Comments Locked

8 Comments

Back to Article

  • ballsystemlord - Monday, November 15, 2021 - link

    The performance specs are up quite a bit and the lower sizes are quoted to perform like the larger ones. I wonder if the extra PCIe4.0 lanes really make that much difference, or if there's maybe some memory in the controller now which helps alleviate the lack of dedicated RAM.
    The previous gen 1TB was quoted at 2300MB/s R 1800MB/s W 390k IOPS RR 200k IOPS RW. It also specified the drive used 3.7W. This gen doesn't mention power consumption. I wonder if it's any worse, or if the improvements in the flash and controller have offset any additional power usage.
  • cyrusfox - Monday, November 15, 2021 - link

    Endurance figures? or am I blind, as it is TLC what quality we looking at 600 cycles? 1000? 2000?
  • Oxford Guy - Thursday, November 18, 2021 - link

    Does this company have any record of silently replacing the NAND with something inferior? So many companies have been caught that consumers have to take a lot of specs with a grain of salt.
  • twotwotwo - Monday, November 15, 2021 - link

    > A simple two-chip solution on such a large PCB is unremarkable, but it would allow the BG5 to be easily inserted into systems that are designed to take (and typically use) 2280 drives.

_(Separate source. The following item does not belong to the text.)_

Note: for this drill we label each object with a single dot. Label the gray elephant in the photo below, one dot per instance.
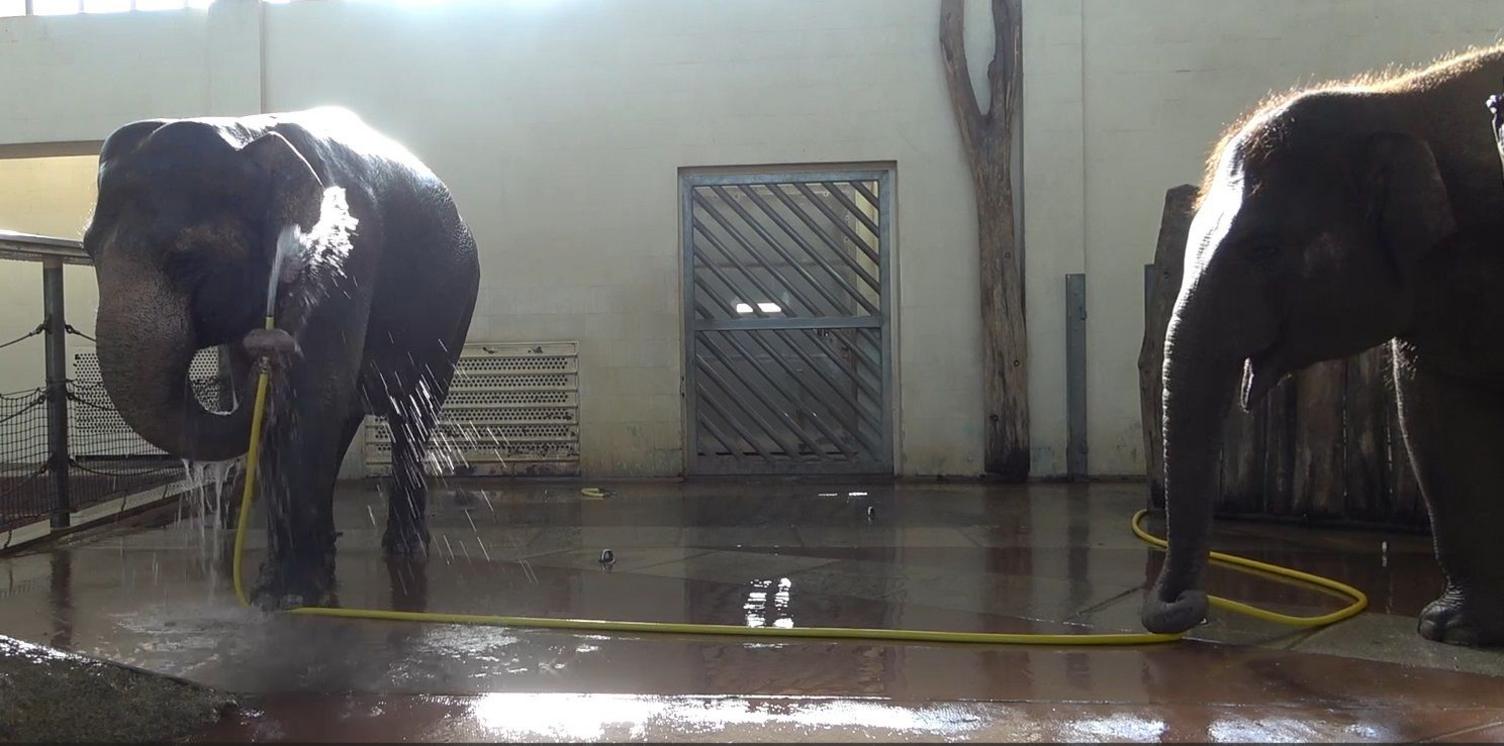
(375, 291)
(1330, 221)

    Like the WD Blue: practically a 2230 or 2242 drive with a length of blank PCB so it fits 80mm slots.
  • dwillmore - Monday, November 15, 2021 - link

    Why pay the power penalty for PCI-E v4 when only using v3 worth of speed?
  • meacupla - Monday, November 15, 2021 - link

    I'd guess it's for marketing purposes.

    System builders hardly ever list the speed of the drives that they are using, but having a PCIe 4.0 SSD can be marketed as a feature.

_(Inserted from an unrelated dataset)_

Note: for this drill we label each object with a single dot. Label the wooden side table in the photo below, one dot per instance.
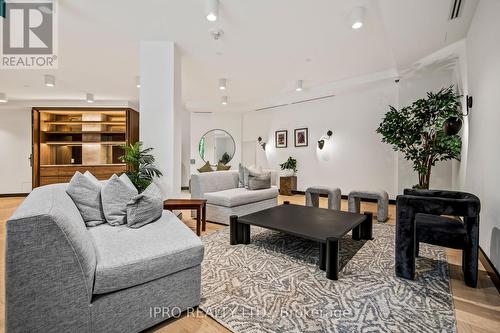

    The reason why system builders hardly ever list the speed, or any of the specs for that matter, of the SSD they use, is because they use whatever they can source. In fact, system builders will straight up use slower drives, if their preferred performance drives cannot be sourced. Yes, this absolutely results in magically slower PCs in batch D, despite batches A~C being as fast as review samples.

    And since this drive is intended for the OEM market, it's quite obvious that speed is not going to be listed as a key selling point.
  • dwillmore - Monday, November 15, 2021 - link

    No arguement here. I guess it gives them the flexability to only wire up 2x PCI-E v4 lanes and use the other ones for something else. While simultaniously being able to use the same card in older v3 devices without sacrificing performance.
  • blanarahul - Tuesday, November 16, 2021 - link

    I think that is the main reason. This drive will be fitted in PCIe 3.0 x4 slots as well and will get 99% of the performance in it.